It’s not that she objects – quite the opposite, actually. She likes walking around downtown New York, watching people doing what they do at Christmastime. Children hanging off their parents’ arms, spotting things they want in storefront windows and begging like they’re dying of thirst in a desert. Couples pointing things out to each other, smiling, drawing closer in the cold. People of all ages, sizes and shapes bustling up and down streets, in and out of shops, carrying boxes and bags of gaily-wrapped surprises.

It’s not that she doesn’t enjoy it, because she does. But she’s a grown woman, and she doesn’t have anyone to buy presents for – or anyone to get presents from, unless she counts Clint and his annual gift of vodka and arrows – and so she doesn’t really bother with the trappings of Christmas for herself. She knows that irritates Clint, who’s like a five-year-old about Christmas (well, okay, about a lot of things), but he is, in theory, an adult, and he’ll survive.
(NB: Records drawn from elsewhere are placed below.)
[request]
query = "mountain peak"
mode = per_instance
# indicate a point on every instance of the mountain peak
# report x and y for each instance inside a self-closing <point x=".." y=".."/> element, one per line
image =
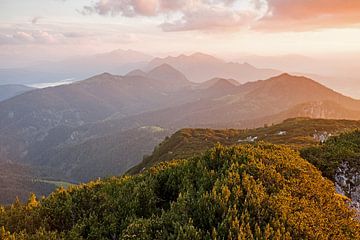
<point x="136" y="72"/>
<point x="169" y="75"/>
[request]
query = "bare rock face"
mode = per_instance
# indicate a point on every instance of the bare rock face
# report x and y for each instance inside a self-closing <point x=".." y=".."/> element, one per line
<point x="347" y="183"/>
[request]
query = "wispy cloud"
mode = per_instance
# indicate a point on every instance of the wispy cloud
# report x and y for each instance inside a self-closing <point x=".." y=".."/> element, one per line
<point x="305" y="15"/>
<point x="35" y="20"/>
<point x="260" y="15"/>
<point x="30" y="37"/>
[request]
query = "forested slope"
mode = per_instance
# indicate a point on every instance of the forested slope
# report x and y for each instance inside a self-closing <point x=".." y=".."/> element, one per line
<point x="260" y="191"/>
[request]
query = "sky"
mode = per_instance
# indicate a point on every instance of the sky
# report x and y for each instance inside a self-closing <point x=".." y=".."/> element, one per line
<point x="49" y="30"/>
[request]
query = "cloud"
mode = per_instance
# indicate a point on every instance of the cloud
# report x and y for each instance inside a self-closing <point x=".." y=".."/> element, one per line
<point x="306" y="15"/>
<point x="35" y="20"/>
<point x="260" y="15"/>
<point x="30" y="37"/>
<point x="210" y="19"/>
<point x="181" y="15"/>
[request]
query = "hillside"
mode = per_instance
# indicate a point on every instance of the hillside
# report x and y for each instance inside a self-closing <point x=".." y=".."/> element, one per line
<point x="19" y="181"/>
<point x="12" y="90"/>
<point x="252" y="191"/>
<point x="256" y="103"/>
<point x="339" y="160"/>
<point x="200" y="67"/>
<point x="98" y="98"/>
<point x="296" y="132"/>
<point x="118" y="61"/>
<point x="98" y="157"/>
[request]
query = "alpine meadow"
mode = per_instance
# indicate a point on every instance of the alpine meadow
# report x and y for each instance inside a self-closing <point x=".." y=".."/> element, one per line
<point x="181" y="119"/>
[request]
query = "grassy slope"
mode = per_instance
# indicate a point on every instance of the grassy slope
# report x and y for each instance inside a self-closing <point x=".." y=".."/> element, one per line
<point x="189" y="142"/>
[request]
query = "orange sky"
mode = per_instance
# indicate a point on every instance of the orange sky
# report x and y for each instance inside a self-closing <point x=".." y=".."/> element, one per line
<point x="53" y="29"/>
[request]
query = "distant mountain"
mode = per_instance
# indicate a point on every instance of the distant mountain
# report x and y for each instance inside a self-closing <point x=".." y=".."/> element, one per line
<point x="11" y="90"/>
<point x="101" y="97"/>
<point x="91" y="128"/>
<point x="19" y="181"/>
<point x="170" y="77"/>
<point x="214" y="81"/>
<point x="104" y="156"/>
<point x="254" y="102"/>
<point x="76" y="68"/>
<point x="200" y="67"/>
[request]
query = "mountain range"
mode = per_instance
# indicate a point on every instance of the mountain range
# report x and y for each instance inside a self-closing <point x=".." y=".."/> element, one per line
<point x="11" y="90"/>
<point x="199" y="67"/>
<point x="104" y="125"/>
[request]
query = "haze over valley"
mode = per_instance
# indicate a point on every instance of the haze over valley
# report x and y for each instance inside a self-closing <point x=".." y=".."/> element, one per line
<point x="179" y="119"/>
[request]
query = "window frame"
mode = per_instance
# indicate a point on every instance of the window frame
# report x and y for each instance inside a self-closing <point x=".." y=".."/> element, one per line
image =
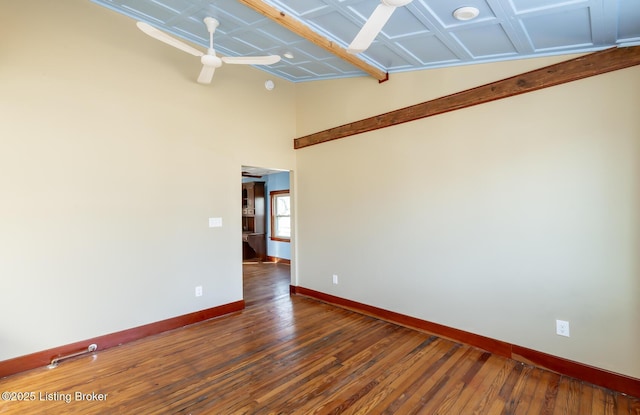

It’s only when she steps back into her rooms at the tower after a day out, spent people-watching and drinking hot chocolate and admiring entirely impractical items of clothing in the windows of stores only people like Tony Stark can actually shop at, that she realizes just how serious Clint actually is about this Christmas thing.

While she’s been out, a tree has appeared in her room. Well, not a tree, _per se_ , more like a bare branch hung all about with decorations – but it’s close enough. And there’s a fire going in the fireplace. Well, not a fire, or even a fireplace, _per se_ , but the fancy flat-screen television Tony insisted she have is displaying the Yule log channel, crackling merrily away with some sort of carol playing softly in the background.

And there are stockings hung around the television.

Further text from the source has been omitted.